Stone et al. reported siblings with a paternally inherited derivative chromosome 9 resulting in a 10p14p15 duplication [17]. Features in this family included dysmorphic features, decreased IgG levels, mild learning problems and eye anomalies. Benzacken et al. described a patient with a de novo 10p14pter duplication presenting with significant hypotonia, DD, agenesis of the corpus callosum, glottic stenosis, and dysmorphic features [18]. In contrast, duplication involving the entire short arm of chromosome 10 has been well described and is associated with dysmorphic features, DD, ID, growth retardation, hypotonia, high-arched/ cleft palate, organ malformations, skeletal abnormalities, and clubfoot [19,20,21].

Translocations between 4q and 10p have previously been described in association with multiple congenital anomalies, but contain different breakpoints than our patients’. One report documented an unbalanced translocation between 4q35 and 10p11.23 resulting in a duplication of 10p11.23pter found in a child with severe failure to thrive, moderate delays, multiple congenital anomalies, facial dysmorphism, and craniosynostosis [22]. Another report identified a cryptic reciprocal translocation resulting in a 4q35 deletion and 10p15 duplication in proband and her maternal aunt who both had ID, dysmorphic features, and immunological symptoms [3]. Shah et al. reported a 4q34.3q35.2 11.5 Mb deletion and 10p15.3p12.1 29.3 Mb duplication in a patient with global DD, severe ID, Marfanoid phenotype, moderate aortic regurgitation due to progressive aortic root dilatation, and a “string of beads” appearance of the femoral artery typical of medial fibroplasia type of fibromuscular dysplasia [23]. The deletion of 4q reported in this patient was slightly larger but overlapping that seen in our patient 1 (breakpoints within 2 Mb of each other), while the 10p duplication was significantly larger (29.3 Mb versus 5.2 Mb).
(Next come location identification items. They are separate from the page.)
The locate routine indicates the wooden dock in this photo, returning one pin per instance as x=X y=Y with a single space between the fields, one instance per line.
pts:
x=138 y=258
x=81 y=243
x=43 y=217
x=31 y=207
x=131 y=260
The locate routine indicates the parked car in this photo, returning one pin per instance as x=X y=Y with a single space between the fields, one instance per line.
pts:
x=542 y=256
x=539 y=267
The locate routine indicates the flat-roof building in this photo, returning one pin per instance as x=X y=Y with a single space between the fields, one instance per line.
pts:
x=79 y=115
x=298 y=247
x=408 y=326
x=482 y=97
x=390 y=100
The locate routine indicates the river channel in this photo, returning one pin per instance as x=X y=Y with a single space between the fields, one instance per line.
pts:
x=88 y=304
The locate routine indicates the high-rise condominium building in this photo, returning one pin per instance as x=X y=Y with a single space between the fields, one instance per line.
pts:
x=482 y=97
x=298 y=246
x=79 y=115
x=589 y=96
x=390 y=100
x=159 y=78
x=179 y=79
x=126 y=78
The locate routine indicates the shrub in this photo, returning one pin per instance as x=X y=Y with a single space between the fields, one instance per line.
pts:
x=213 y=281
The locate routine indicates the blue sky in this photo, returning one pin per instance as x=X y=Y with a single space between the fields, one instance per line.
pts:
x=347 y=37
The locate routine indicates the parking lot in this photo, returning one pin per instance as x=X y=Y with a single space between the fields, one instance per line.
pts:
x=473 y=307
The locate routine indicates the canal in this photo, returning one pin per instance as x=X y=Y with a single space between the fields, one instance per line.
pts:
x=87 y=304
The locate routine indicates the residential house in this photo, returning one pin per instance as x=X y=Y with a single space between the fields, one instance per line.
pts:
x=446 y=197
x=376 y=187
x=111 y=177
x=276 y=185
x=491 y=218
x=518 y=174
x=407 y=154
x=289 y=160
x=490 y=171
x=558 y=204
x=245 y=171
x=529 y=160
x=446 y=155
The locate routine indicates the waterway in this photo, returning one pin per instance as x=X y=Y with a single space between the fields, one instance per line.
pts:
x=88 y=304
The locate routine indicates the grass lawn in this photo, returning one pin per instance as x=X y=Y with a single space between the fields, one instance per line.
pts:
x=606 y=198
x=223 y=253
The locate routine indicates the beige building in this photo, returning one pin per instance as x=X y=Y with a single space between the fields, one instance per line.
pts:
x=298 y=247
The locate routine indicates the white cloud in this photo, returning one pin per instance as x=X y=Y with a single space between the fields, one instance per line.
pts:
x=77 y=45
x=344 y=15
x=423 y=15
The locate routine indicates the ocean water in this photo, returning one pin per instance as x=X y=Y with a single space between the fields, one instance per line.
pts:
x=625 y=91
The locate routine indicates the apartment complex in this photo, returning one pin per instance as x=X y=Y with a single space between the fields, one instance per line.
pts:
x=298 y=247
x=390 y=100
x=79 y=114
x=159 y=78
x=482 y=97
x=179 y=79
Finally, these cases illustrate how balanced translocation carriers gives rise to unbalanced translocations in offspring, specifically, how quadrivalent chromosomes of a balanced translocation carrier during meiosis give rise to reciprocal unbalanced translocations (Fig. 3). Accurate and comprehensive family history information assists in diagnosis and tracking of genetic conditions throughout a family. Balanced carriers of chromosomal rearrangements can have reproductive histories that include infertility, recurrent pregnancy loss, fetal anomalies, and offspring with abnormalities. Therefore, collection of a targeted family history can identify individuals with increased risks to carry a chromosomal rearrangement based on their own reproductive history or the history of close relatives. Identification and evaluation of at-risk relatives allows for preconception consideration of various reproductive options, including the use of assistive reproductive technology, and the prevention of added negative psychological stress due to learning of an increased risk for abnormalities during an ongoing pregnancy.

Fig. 3
figure 3

Diagram depicting meiosis of a balanced translocation carrier resulting in reciprocal unbalanced translocations in the offspring. The balanced translocation chromosomes are paired, forming quadrivalent, then segregated during the meiosis I, into two different unbalanced translocations arrangements

Conclusions

To our knowledge, this is the first report of siblings with reciprocal unbalanced translocations between 4q33q35.2 and 10p15.3p15.1. Both have a history of DD, learning problems, and characteristic craniofacial features, with varying degrees of special needs. These findings speak to the viability of these segregation outcomes, their natural history and need of further characterization of CMA findings, and for genetic counseling of carriers of this translocation. Moreover, we compared clinical features due to the composite effects of unbalanced translocations. The outcomes of different chromosomal rearrangements have the potential to reveal the functional consequences of specific partial trisomy or partial monosomy.